29 May 2013
The Eiffel Tower was lit up in the colours of the South African flag on Tuesday night to mark the opening of the South African Season in France, while will see over 800 artists showcasing the country’s vibrant diversity in hundreds of projects across France between May and December.
Highlights of the opening week include a striking dance performance by Robyn Orlin and Moving into Dance at Paris’s National Theatre of Chaillot and the opening of a major exhibition focusing on Nelson Mandela.
The multimedia exhibition From Prisoner to President, taking place at Paris’s Hotel De Ville, attempts to provide a layered glimpse of Mandela in all his various guises and incarnations ahead of his 95th birthday in July.
Between May and December, in about 100 towns across France, the Season will feature roughly 250 dance and theatre performances, 100 musical concerts, 50 films, 40 residencies, 35 workshops and 30 exhibitions – with 150 South African wines available for the French to sample.

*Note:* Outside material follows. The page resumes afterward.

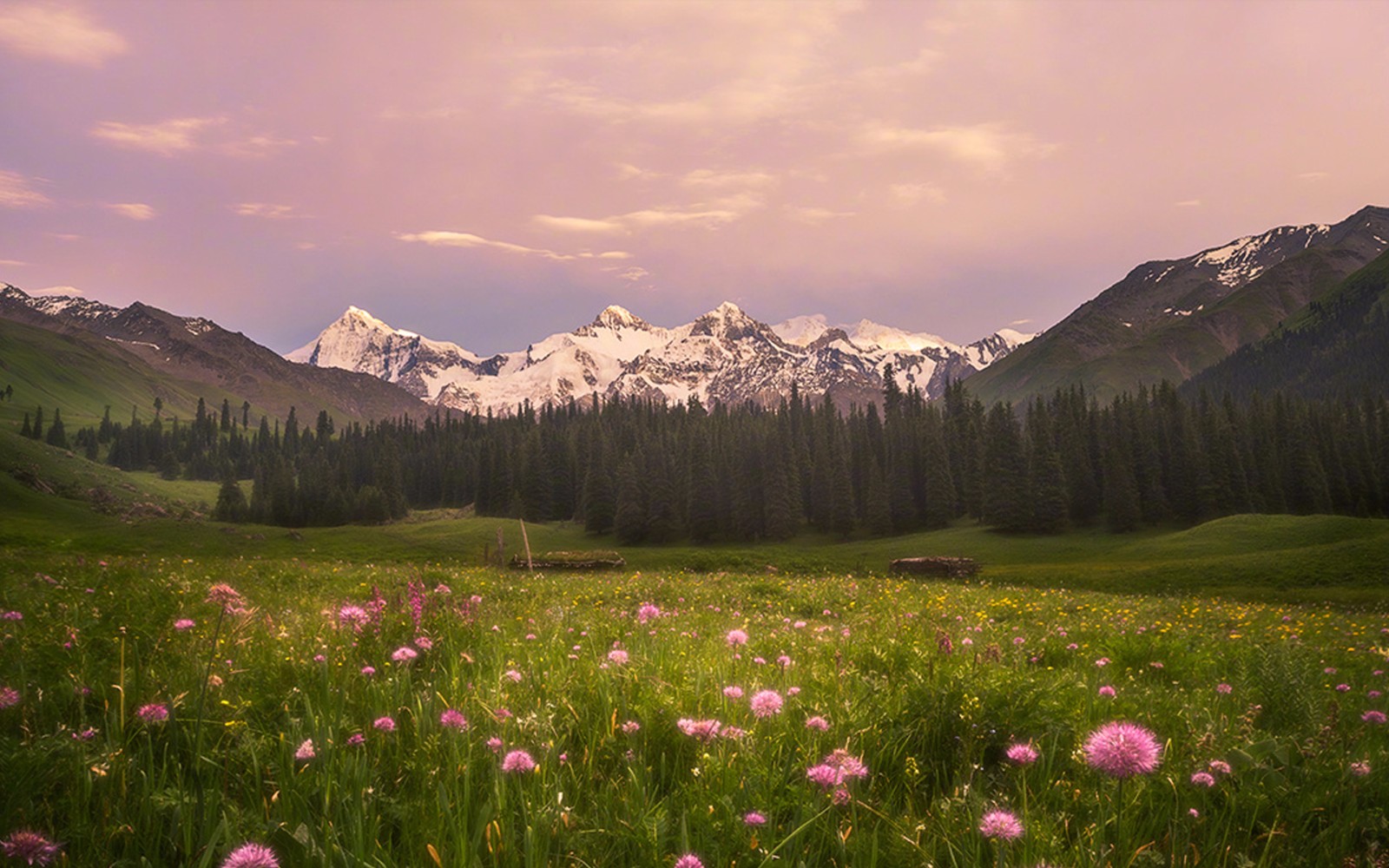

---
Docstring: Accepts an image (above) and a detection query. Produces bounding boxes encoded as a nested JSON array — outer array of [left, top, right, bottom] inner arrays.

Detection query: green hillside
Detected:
[[1188, 241, 1389, 398]]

This programme follows on the French Season in South Africa, which included more than 100 events around South Africa in 2012 – South Africa being the first country in sub-Saharan Africa to participate in reciprocal seasons with France.
“We are most excited to launch the South African Season, which is a result of a bilateral agreement that aims to strengthen people-to-people relations between France and South Africa,” Arts and Culture Paul Mashatile said at Tuesday’s opening event.

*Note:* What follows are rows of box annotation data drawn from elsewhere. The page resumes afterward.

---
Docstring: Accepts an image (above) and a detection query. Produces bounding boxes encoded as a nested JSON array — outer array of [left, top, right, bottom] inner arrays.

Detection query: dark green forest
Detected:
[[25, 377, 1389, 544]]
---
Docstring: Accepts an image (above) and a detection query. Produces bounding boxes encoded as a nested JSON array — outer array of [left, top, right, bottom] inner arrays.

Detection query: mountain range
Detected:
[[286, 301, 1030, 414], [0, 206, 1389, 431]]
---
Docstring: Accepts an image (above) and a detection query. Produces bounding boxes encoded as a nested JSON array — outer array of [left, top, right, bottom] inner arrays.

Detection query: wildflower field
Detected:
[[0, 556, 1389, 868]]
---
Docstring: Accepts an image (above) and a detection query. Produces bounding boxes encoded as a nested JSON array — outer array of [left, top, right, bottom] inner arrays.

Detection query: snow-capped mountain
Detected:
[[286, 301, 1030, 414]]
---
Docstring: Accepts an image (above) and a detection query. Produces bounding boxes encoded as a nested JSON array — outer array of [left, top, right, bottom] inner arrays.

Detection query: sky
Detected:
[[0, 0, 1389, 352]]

“This Season in France will offer our artists, scientists, academics and sports people an opportunity to showcase their work to French audiences and facilitate collaboration with their French counterparts. This we believe is critical in developing our local industries and the creative industries in particular.”
Commissioner General Bongani Tembe described the Season as “a tribute to the struggle for freedom and the choice of reconciliation over racial division as embodied by many South Africans, including its most famous citizen, former president Nelson Mandela.
“The French can expect a Season rich in terms of magnitude and diversity, with the inclusion of many different art forms and genres, as well as South Africans renowned in their field and those who represent a new generation of artists, thinkers, innovators and scientists.”